Negli ultimi tempi, tuttavia, complice il passaggio epocale delle professioni, un mercato economico in forte mutamento e non da ultimo la necessità di interpretare con spirito nuovo e proattivo la crisi economica, il ricorso a questa nuova risorsa è in aumento anche nel settore degli studi professionali. E la cosa più interessante è vedere la velocità con cui, una volta superato l’impasse iniziale e toccati con mano i primi sorprendenti benefici, il legame fiduciario tra professionista e coach diventa un asset del nuovo cambiamento. Questo è quanto vedo quotidianamente nella mia attività con studi e professionisti.

Così, passaggi generazionali in studio, spin-off di studi più grandi, sviluppo di contesti professionali inizialmente in condivisioni di spese e ad un certo punto mutati in associazioni professionali o società tra professionisti, sono tutte ottime occasioni per conoscere i benefici di un percorso di coaching e attuare cambiamenti di mentalità e quindi organizzativi e gestionali.

È questa l’occasione per acquisire nuove competenze, in tema di comunicazione, gestione dei conflitti, problem solving.

Il coaching lavora sul futuro del progetto professionale, sugli obiettivi, sui risultati, sulle risorse attuali e su quelle necessarie da acquisire. Lavora sulle potenzialità e sullo sviluppo dell’individuo come del team di studio.

La mentalità che si acquisisce grazie ad un percorso di coaching è un patrimonio prezioso, spendibile in ogni contesto: nelle relazioni con i clienti, con i colleghi, con i collaboratori, con se stessi.  

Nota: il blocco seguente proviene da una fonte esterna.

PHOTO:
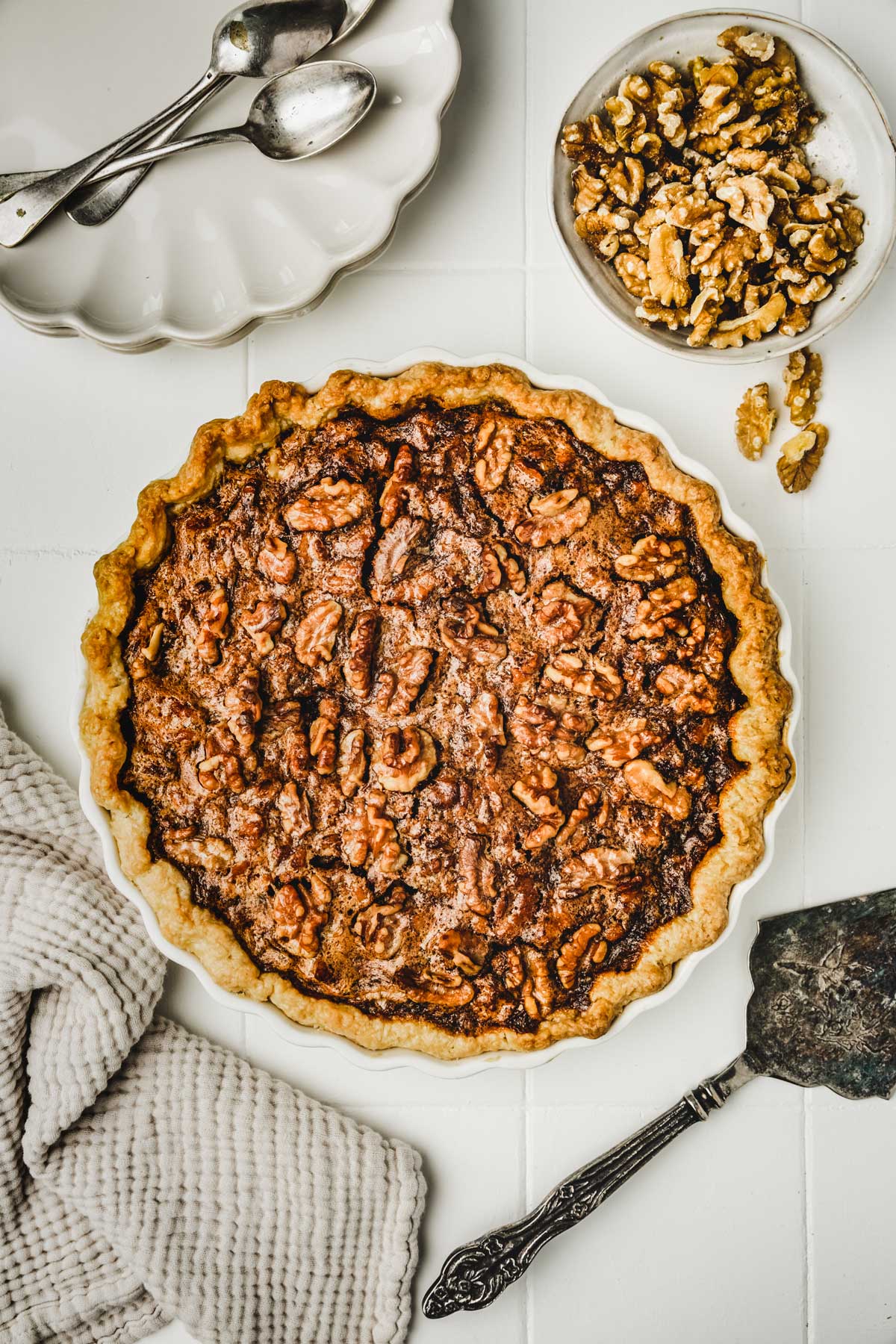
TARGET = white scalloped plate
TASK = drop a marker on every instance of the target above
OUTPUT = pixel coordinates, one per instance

Uno dei problemi che vive oggi il professionista è proprio a livello dell’identità professionale, quella professione che ha mutato pelle in così poco tempo. Molte regole e soluzioni di un tempo non solo non sono più funzionali al nuovo contesto; addirittura a volte ne rallentano lo sviluppo. Come relazionarsi in modo efficace con il cliente, come fidelizzarlo, come gestire il proprio tempo e lo stress, come gestire i collaboratori di studio con carisma e leadership, come comunicare con le nuove tecnologie la propria professionalità, ecco solo alcune delle domande a cui oggi il professionista è chiamato a rispondere con prontezza ed efficacia per non perdere competitività e terreno.

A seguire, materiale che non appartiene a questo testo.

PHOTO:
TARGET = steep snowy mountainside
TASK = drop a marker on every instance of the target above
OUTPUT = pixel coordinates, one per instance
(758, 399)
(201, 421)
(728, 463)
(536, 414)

Per questa ragione la mia attività di coach abbraccia spesso tematiche e aspetti che inizialmente possono sembrare ovvie, scontate al professionista. Nulla di più sbagliato. Dopo alcune domande e qualche riflessione ecco che quelle situazioni si mostrano in tutta la loro portata: enormi gap per lo studio, momenti di dispersione di tempo ed energie, fonti di stress.

La capacità di svolgere riunioni efficaci in studio, di delegare in modo corretto, di gestire il feedback i collaboratori, di creare team di lavoro su progetti, di generare clima di studio funzionale alle attività, di comunicare all’interno dello studio come all’esterno, di sfruttare risorse sopite e potenzialità latenti di collaboratori.

Il coaching per gli studi professionali è davvero una fonte importante di benessere e di miglioramento delle performance dello studio e della sua immagine. Chi lo ha provato e ha avuto modo di toccarne i benefici sa di cosa sto parlando.

Insomma, una piccola rivoluzione copernicana nel modo di pensare del professionista e nel modo di organizzare la propria attività, dalla gestione del tempo e dello stress, alla gestione dei collaboratori.

Non solo competenze tecnico-giuridiche oggi fanno grande uno studio e un professionista, ma anche competenze manageriali, relazionali e comunicative.

Insomma, una marcia in più per lo studio professionale!